BMO Professor vs. Bank Regulation
Posted by Erin Weir under banks, C. D. Howe Institute, financial regulation, media.
April 18th, 2012
Comments: 2
Last week, the C. D. Howe Institute was out with an op-ed contending that Canadian household debt is not worth worrying too much about: “There does not seem to be a strong case for restrictive regulation of consumer credit products, such as tight caps on interest rates.”
The C. D. Howe Institute arguing for looser financial regulation is nothing new. On the eve of the global financial crisis, it released a paper presenting more securitization as the antidote to financial risk.
But Andrew Hepburn draws my attention to the byline under last week’s op-ed: “Jim MacGee is a Bank of Montreal Professor and Associate Professor of Economics at the University of Western Ontario.”

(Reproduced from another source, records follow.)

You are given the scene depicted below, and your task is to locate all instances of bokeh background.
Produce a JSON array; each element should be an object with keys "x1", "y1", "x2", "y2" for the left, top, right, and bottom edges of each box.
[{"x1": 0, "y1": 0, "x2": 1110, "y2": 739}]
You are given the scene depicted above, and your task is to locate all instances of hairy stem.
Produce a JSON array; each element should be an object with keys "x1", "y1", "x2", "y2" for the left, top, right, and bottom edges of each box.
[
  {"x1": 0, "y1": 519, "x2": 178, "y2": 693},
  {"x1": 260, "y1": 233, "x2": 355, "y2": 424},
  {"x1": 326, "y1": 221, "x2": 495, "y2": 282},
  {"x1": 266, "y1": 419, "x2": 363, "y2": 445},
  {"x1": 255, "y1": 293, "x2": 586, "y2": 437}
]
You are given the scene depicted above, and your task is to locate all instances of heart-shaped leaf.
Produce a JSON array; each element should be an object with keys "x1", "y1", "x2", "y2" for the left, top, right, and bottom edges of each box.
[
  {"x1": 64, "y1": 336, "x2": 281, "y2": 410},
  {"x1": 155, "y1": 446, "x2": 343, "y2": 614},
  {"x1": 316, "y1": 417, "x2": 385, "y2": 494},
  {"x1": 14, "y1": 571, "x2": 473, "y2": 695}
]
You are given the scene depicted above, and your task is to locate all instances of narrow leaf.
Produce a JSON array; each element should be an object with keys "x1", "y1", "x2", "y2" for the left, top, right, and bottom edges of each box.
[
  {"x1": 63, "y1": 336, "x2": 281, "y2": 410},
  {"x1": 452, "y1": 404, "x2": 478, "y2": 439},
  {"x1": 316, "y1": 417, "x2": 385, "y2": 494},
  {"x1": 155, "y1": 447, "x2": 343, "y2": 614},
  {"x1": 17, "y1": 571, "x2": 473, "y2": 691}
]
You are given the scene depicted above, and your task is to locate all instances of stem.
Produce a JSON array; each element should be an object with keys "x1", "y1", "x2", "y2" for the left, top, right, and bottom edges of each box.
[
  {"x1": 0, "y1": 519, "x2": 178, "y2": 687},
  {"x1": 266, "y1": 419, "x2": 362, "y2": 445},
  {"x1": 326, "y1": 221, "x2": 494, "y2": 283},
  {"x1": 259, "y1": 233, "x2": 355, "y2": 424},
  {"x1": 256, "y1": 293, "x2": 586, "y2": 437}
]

So, the Bank of Montreal Professor does not want stronger consumer-credit regulations applied to banks. What’s next? The Enbridge Professor endorsing the Northern Gateway pipeline?
Comments
Comment from Travis Fast
Time: April 19, 2012, 11:08 am
Nice catch. I have to get out of the university game. It is so atrociously bought and paid for. Although I wonder if this direct funding model will have the same pay-off when such titles make it transparently clear who is buying the research.
Comment from Arijit Banik
Time: April 26, 2012, 12:21 pm
You should see paper co-author Thorsten V. Koeppl’s frustratingly naieve comments during this airing of TVO’s The Agenda http://theagenda.tvo.org/economics-uncertain-times
I thought Perry Mehrling and David Laidler made the best points about current orthodoxy and the need to learn from history.